Let’s write an AI Keeper for Call of Cthulhu! — Part I: Design & Demo

Ming
10 min readSep 10, 2024

Call of Cthulhu (CoC) is a tabletop role-playing game based on the works of H.P. Lovecraft. It involves 3~8 players, but coordinating everyone’s schedule can feel like trying to align the stars. What if you’re all alone and suddenly start to crave for a game? That’s where an AI Keeper comes in. It can run a game for you, anytime, anywhere.

My scribble of a Cthulhu-y creature.

In this series, we’ll build a chatbot that acts as the game master (“Keeper”) in a single-player CoC game. It will narrate the story, play the NPCs, and roll the dices. This means:

  • We’ll use large language models (LLMs). As a narrative-driven game, CoC involves lots of natural-language interactions. Often, the game master (“Keeper” in the CoC world) has to improvise the story based on the players’ actions, which demands latent knowledge and common sense. This is where LLMs shine.
  • The chatbot will be agentic. As the Keeper, our AI needs to consult the rulebook, roll dices, and examine player statuses. Each of those capabilities can be delegated to a “tool” that the AI can use. The ability to use tools, in this context, is called “having agency”.
  • We’ll use retrieval-augmented generation (RAG). While hosting the game, the AI Keeper often need to look up rules, consult playbooks, and even searching the internet for facts. We can’t possibly train an LLM on all that knowledge (or guarantee its accuracy in recalling anything). Instead, we’ll have the AI agent retrieve data on-demand. See Why RAG is Big.

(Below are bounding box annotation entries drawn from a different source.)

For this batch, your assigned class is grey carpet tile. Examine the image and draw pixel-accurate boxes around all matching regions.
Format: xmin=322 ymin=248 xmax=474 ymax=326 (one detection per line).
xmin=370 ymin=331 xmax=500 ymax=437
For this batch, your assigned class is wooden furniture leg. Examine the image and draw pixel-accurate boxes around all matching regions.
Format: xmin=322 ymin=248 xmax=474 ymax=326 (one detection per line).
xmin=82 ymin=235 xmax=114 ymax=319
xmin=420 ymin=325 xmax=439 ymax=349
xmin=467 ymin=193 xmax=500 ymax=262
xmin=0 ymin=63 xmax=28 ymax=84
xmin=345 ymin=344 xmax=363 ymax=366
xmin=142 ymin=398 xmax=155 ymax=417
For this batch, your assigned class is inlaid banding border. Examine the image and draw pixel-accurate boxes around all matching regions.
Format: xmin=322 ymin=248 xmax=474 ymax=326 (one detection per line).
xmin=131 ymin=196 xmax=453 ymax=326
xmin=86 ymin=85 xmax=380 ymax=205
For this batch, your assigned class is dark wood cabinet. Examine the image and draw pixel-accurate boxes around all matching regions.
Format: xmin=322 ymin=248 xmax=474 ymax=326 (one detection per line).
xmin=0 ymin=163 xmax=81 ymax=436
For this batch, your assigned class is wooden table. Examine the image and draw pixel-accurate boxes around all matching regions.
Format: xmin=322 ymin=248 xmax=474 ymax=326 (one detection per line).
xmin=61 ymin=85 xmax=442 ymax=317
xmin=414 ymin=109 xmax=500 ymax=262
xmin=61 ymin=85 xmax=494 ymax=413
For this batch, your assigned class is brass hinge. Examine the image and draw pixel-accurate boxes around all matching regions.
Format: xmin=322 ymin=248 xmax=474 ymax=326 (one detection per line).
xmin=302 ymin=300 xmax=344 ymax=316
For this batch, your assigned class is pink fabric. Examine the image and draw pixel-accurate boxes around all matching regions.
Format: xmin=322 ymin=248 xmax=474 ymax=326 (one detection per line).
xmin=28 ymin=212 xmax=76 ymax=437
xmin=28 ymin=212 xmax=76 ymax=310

Are you looking for real-world examples of building AI applications? This project is a great starting point. Let’s dive in!

Background

A typical game of CoC involves a Keeper (the game master) and Investigators (the players). The Keeper narrates the story, and the Investigators interact with the world. The Keeper also plays the roles of the non-player characters (NPCs).

How does a Keeper know how the story should unfold? That’s where CoC modules come in. A module is a scenario that the Keeper uses to run a game. It contains the story, the NPCs, and the challenges that the Investigators face.

Yes, challenges. CoC is a horror game, and the Investigators will face many challenges. These challenges can be anything from a locked door to a monster from another dimension. To determine the outcome of these challenges, the Keeper and the Investigators roll dice. If fortune bestows upon them, they succeed and progress the story. If not, they face the consequences, and the story takes a darker turn.

Here’s a flowchart of a typical CoC game:

Now, let’s examine each component in detail and see how we want to implement them.

Design

Character building is a process that involves quite some math, which isn’t LLM’s strong suit. We can circumvent this by delegating the task to an existing tool, which the internet has plenty of. The following web-based character builders allow downloading character sheets as JSON files, which can be easily parsed by our AI Keeper:

What if the player doesn’t want to digress to a browser at all? Let’s do it in pure Python! The package Cochar by Adam Walkiewicz does just that. We can simply register it as a tool for our AI Keeper to use. Plus, since this package brings its own class representing character sheets, it saved us the trouble of defining the data schema for imported JSON files.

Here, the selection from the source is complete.